Ross became nationally famous when he published a sociolinguistic study of present-day English, ‘Linguistic class-indicators in present-day English’ (Neuphilologische Mitteilungen, 55, 1954, 20–56), popularized in various publications, most notably with Nancy Mitford in 'Noblesse Oblige: an Enquiry into the Identifiable Characteristics of the English Aristocracy' (1956). In all of these he attempted to distinguish upper-class linguistic usage, ‘U’, from that of the other classes, ‘non-U’. The foundations for that work had been laid as an undergraduate amusement at Oxford. He knew that the linguistic study of social class ‘marches with anthropology’, yet his assertion that in English ‘it is solely by its language that the upper class is marked off from the others’ led him to some circularity: his own usage was always pivotal to what he regarded as U. He admitted that such class-distinguishers were not for all time, but changed from generation to generation. His listings are comprehensive, and though his analysis may be the result of impression rather than of establishing a corpus sufficient for his scientific purpose, no other of Ross's writings so well show his wit, a quality that made him delightfully amusing company.

Alan S. C. Ross died of cancer on 23 September 1980 in St Barnabas's Hospice in Worthing, Sussex.
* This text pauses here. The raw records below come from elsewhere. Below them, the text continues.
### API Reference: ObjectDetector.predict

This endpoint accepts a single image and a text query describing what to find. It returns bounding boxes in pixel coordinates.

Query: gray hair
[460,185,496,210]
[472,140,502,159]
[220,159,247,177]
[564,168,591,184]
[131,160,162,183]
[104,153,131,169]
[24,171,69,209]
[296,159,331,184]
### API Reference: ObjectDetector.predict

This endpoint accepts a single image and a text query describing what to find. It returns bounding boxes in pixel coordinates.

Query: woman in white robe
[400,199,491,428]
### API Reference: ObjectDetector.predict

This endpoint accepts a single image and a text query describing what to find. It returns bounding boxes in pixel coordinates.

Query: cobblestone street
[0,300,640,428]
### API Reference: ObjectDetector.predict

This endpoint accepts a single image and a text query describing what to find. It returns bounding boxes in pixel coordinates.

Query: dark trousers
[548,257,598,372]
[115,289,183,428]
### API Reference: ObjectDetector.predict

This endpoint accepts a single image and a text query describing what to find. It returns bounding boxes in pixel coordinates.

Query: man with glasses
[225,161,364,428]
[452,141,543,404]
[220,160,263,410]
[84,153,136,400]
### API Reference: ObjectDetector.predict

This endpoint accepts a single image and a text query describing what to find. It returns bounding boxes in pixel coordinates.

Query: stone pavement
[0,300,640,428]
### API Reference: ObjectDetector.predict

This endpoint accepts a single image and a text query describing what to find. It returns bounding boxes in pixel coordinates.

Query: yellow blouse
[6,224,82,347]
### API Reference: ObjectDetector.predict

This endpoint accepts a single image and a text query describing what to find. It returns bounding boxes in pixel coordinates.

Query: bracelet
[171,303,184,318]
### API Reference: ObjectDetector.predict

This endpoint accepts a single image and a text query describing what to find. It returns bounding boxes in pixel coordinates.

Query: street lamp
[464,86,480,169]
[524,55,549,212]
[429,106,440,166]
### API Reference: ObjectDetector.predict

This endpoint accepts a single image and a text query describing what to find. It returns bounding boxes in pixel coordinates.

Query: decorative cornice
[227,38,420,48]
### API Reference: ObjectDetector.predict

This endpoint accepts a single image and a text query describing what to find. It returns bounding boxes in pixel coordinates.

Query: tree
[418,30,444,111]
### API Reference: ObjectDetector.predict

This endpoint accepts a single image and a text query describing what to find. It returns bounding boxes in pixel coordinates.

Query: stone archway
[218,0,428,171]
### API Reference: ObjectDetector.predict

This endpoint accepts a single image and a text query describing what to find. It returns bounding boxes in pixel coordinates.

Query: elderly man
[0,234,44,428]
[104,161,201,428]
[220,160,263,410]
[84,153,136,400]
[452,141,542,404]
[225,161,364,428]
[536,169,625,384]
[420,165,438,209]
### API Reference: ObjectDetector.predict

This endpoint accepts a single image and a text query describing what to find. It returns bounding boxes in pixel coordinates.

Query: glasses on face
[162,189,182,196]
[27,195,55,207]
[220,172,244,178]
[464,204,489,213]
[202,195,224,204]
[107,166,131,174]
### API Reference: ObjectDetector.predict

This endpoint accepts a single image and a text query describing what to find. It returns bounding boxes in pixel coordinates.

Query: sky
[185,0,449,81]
He was buried in the Lodge Hill cemetery, Selly Oak, Birmingham, probably on 30 September that year

Source: E. G. Stanley, ‘Ross, Alan Strode Campbell (1907–1980)’, Oxford Dictionary of National Biography, Oxford University Press, 2004; online edn, May 2006 Accessed June 2017

For further reading about the University of Birmingham see: Eric Ives, Diane Drummond, Leonard Schwarz The First Civic University: Birmingham 1880-1980 An Introductory History ( The University of University of Birmingham Press. 2000 ).
AcquisitionThis collection was deposited in 1963 and 1964.
Related MaterialUniversity of Birmingham Information Services, Special Collections Department also holds the archives of the University of Birmingham and archives of other former staff, officials and students.

The Letters Additional Collection in the Special Collections Department, GB 0150 LAdd, includes a substantial quantity of correspondence of Professor Ross and includes correspondence about Anglo-Saxon charms, etymologies, "wastel bread", patience games, his work on ginger, a book on Pitcairn: LAdd/250-375, 730-872, 1365-1408, 1546-1629, 5754-5793.